In the later stages of the disease where the head has deformed beyond the confines of the joint, containment surgery may not be feasible or recommended. In such cases there may be a role for a hip distractor. This is an external fixation device which effectively stretches out the hip joint so that the surfaces are not in contact. The ethos is that if you can insulate the weakened femoral head from any compressive forces in the joint, it may limit the extent of further collapse and optimise the chances of sphericity as the head heals.

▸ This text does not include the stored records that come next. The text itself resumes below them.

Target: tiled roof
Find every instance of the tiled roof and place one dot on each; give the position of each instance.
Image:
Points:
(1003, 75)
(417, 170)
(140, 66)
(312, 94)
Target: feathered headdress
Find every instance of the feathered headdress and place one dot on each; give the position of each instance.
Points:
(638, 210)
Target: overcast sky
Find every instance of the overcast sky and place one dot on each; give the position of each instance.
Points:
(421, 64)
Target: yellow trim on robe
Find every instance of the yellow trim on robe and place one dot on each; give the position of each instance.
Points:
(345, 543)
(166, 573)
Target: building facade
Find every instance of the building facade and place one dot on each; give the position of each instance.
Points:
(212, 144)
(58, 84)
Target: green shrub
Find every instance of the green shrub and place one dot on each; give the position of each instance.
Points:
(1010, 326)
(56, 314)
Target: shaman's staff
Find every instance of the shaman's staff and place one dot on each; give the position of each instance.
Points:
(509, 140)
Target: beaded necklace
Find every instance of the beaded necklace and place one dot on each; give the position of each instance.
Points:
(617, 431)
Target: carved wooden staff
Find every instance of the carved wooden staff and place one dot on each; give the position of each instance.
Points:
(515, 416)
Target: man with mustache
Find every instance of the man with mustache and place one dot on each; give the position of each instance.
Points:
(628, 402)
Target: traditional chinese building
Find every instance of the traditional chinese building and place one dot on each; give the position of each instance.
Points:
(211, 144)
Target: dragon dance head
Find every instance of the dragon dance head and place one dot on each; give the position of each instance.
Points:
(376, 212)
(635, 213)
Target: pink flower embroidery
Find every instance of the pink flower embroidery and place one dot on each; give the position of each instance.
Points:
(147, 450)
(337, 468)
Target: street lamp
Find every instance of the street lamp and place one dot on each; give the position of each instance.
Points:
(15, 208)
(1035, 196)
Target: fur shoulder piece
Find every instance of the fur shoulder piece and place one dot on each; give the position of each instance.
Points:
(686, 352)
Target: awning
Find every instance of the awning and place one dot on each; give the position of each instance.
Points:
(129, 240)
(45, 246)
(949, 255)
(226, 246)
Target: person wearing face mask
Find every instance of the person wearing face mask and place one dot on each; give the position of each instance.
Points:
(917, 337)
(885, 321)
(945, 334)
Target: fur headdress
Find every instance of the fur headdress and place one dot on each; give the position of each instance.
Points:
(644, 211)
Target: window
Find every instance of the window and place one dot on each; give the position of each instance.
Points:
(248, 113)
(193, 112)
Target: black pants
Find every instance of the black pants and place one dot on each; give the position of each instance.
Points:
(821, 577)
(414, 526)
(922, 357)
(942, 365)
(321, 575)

Deformity correction for healed deformities

In Perthes disease, the aim of treatment is to optimise the chances of a spherical head at skeletal maturity. In cases where the femoral head is severely involved, the final result after healing may be a flattened head with a short neck and overgrowth of the trochanter (bony prominence where hip muscles attach). In specific patients, there may be a role for a corrective osteotomy to (1) improve the anatomy of the hip and hopefully it's longevity - in effect delay the need for a  hip replacement, (2) improve walking ability by restoring the length-tension relationship of the hip muscles and (3) making future hip replacement easier by rendering the anatomy closer to normal. This approach has a role in select cases and is best determined by the treating physician.

This teenager developed Perthes at age 3 years and it was felt that his young age would confer sufficient years for healing during growth to normalise the anatomy. Unfortunately in some cases, the healed femoral head is flattened creating an unusual shaped joint which in mechanical terms can not last as long as a normal shaped joint. There is also shortening of the neck (the leg is usually shorter by a few cm). The overgrowth of the trochanter means that the muscles which attach to this bony prominence (the hip abductors) are not under the correct tension leading to muscle inefficiency and a lurching gait. Well timed containment surgery hopes to limit the development of these deformities.